日本のものづくりを支える町工場が集積する大阪府八尾市。職人たちの確かな技術ととがったアート作品を掛け合わせれば、出会わなかったものが巡り合い、新たな価値が創造できるのではないか。八尾に本社を構える友安製作所が、Co-Design Challengeで仕掛けるのが「端材と廃材を活用した中庭スツールとテーブル」だ。体験企画では、工場見学を取り入れて「非日常の体験」もエンターテインメントとして楽しんでもらう。テーマは「LIVE!SM(ライブイズム) 生きるが、醸す」。ものづくりの現場を舞台にした取り組みが幕を開ける。
プロジェクトを統括するのは、友安製作所執行役員の松尾泰貴だ。同社は、ネジや金属製カーテンフックなどを製造していたが、2000年代に海外製品の流入で需要が激減。一時は、販売に特化した時期もあったが、危機を乗り越えると、原点に立ち返り、鉄、木材の加工技術を使ったオリジナルのインテリアなどを製造販売している。
そんな会社で働く松尾が、なぜまちづくりに取り組むのか。大学卒業後、八尾市役所に入庁した松尾は産業政策課などで勤務し、2020年に町工場の公開を中心としたイベント「FactorISM(ファクトリズム)」を発足した。21年に縁があって同社に入社したが、その後も活動にかかわり、現在は八尾市だけでなく、門真市、堺市などの91社が参加、見学者も2万人を超える企画に成長した。
町工場の現場を知る松尾が気になっていたのが、製造過程で出る端材や廃材だ。リサイクルが進んでいるとはいえ、捨てざるを得ないものも大量に出る。一方、イベントで知り合ったアーティストたちは作品の素材に使う端材をわざわざ買っているという。「もったいない。なんとか両者を結び付けられないか」。アーティストを対象に「端材を見に行くツアー」を企画してみると、これが好評だった。

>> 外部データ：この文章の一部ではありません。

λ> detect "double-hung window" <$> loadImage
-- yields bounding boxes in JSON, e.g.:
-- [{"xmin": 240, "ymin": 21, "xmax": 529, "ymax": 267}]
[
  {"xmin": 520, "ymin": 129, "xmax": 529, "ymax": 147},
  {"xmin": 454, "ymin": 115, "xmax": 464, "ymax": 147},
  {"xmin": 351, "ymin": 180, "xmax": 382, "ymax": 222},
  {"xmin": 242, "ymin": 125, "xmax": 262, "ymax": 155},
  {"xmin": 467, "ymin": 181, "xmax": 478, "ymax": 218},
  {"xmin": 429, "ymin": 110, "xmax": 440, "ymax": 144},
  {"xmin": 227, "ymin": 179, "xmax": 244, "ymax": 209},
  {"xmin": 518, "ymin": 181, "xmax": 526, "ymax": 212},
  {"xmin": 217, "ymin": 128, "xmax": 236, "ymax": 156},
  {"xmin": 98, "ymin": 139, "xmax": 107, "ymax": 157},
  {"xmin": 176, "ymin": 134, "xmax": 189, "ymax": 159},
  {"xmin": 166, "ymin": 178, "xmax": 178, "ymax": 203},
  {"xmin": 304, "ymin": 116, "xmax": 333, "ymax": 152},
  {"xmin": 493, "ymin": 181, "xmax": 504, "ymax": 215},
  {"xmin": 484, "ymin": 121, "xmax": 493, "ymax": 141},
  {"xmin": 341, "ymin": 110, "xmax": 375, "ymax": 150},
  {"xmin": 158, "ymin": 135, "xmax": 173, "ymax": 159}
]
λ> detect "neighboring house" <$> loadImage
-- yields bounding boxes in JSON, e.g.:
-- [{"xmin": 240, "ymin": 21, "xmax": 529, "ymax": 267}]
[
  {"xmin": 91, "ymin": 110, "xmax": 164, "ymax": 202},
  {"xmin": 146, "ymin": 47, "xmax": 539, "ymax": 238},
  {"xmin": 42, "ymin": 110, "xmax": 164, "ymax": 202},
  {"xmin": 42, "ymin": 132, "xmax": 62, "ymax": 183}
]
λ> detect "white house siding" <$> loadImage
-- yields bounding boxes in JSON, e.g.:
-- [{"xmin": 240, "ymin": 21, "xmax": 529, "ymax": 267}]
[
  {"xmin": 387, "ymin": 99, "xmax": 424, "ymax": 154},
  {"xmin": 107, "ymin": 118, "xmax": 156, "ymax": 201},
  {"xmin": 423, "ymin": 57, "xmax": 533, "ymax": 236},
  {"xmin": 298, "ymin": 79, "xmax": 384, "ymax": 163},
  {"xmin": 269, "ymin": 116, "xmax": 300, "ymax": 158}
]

「端材を活用し、職人の技術とアーティストのデザイン力を組み合わせれば、無価値なものから価値が生まれるのではないか」。松尾は、町工場の底力を広くアピールできる絶好の場所として、世界から多くの来場者が集まる万博を選んだ。「仕事には夢を まちづくりには愛を」。行政マン時代から貫いてきた志だ。人と人を結び付け、新しい企画のプロデュースが得意な松尾。「不安はあるが、誰もやったことがないことに挑戦したい」。驚かせることが好きな松尾のワクワクが止まらない。